In its flagship publication, Asian Development Outlook 2008, the Manila-based development bank said developing Asia is passing through a demographic phase that has a high share of young adults in the total population.
This “youth bulge” has the potential to stimulate economic growth through productive employment, asset creation, and investment.
“The growth opportunity must be harvested within the next two or three decades,” China’s XINHUA news agency quoted ADB Chief Economist Ifzal Ali, as saying on Wednesday in a press release.
“To redeem this demographic dividend, countries have to put in place an enabling policy environment and strengthen the institutional framework,” he added.
The “youth bulge” will start to shrink around 2010, and by 2040 the percentage of young people in the total population will be about 14 percent, down from 20 percent in 2005, according to the report.
Before the bulge begins to shrink, it is critical that economies create productive and sustainable jobs for the young.

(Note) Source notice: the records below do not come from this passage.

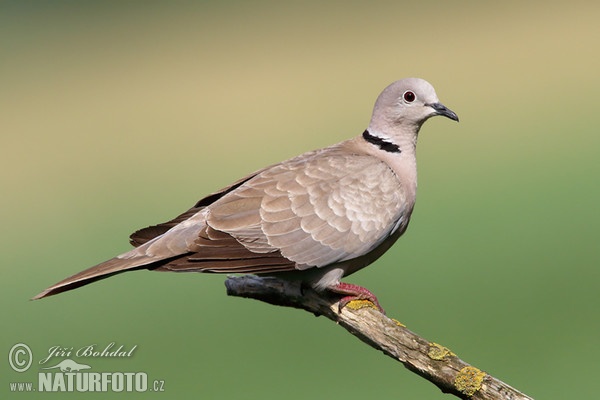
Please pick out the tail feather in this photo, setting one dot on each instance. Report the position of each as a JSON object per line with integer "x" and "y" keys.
{"x": 101, "y": 271}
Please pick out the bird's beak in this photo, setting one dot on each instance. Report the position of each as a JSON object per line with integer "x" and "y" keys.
{"x": 441, "y": 109}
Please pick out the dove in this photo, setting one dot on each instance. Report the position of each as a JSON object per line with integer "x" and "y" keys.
{"x": 317, "y": 218}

However, youth unemployment and joblessness are on the rise. In developing Asia as a whole, only about 60 percent of young men and 40 percent of young women are employed.
Poor quality education and training are increasingly pushing impoverished, young workers into lowly-paid jobs in the informal sector.
The main ingredients of an appropriate policy environment include boosting the relevance and quality of school curriculum; providing support for vocational training; and helping kick-start job schemes that impart useful skills, the report said.
ADB warned that developing Asia, home to over two-fifths of the global population, is suffering from a serious shortage of skilled workers. The supply of highly skilled and professional workers has not been able to keep up with Asia’s booming demand. Widening skills’ gaps raise costs for businesses but also hobble productivity of industries and can constrain growth of the wider economy.
To fix this problem, an overhaul of Asia’s underperforming higher education systems is needed, but this will take time to yield results, ADB said. Meanwhile, governments can implement short-term measures to help ease constraints. These include steps to stem the “brain drain”; encourage Asian emigrants to return home; making it easier for skilled non-Asians to live and work in the region; and raising retirement ages.
The report said that Asian economies could realize important gains by working together to liberalize intra-Asian movements of all workers, not just highly-skilled workers. Tntra-Asian migration is on the rise and that the trend will continue in the future, it added.
“Efforts to promote regional cooperation on and liberalization of immigration, that would complement deepening integration in goods and capital markets, hold great promise,” Ali said.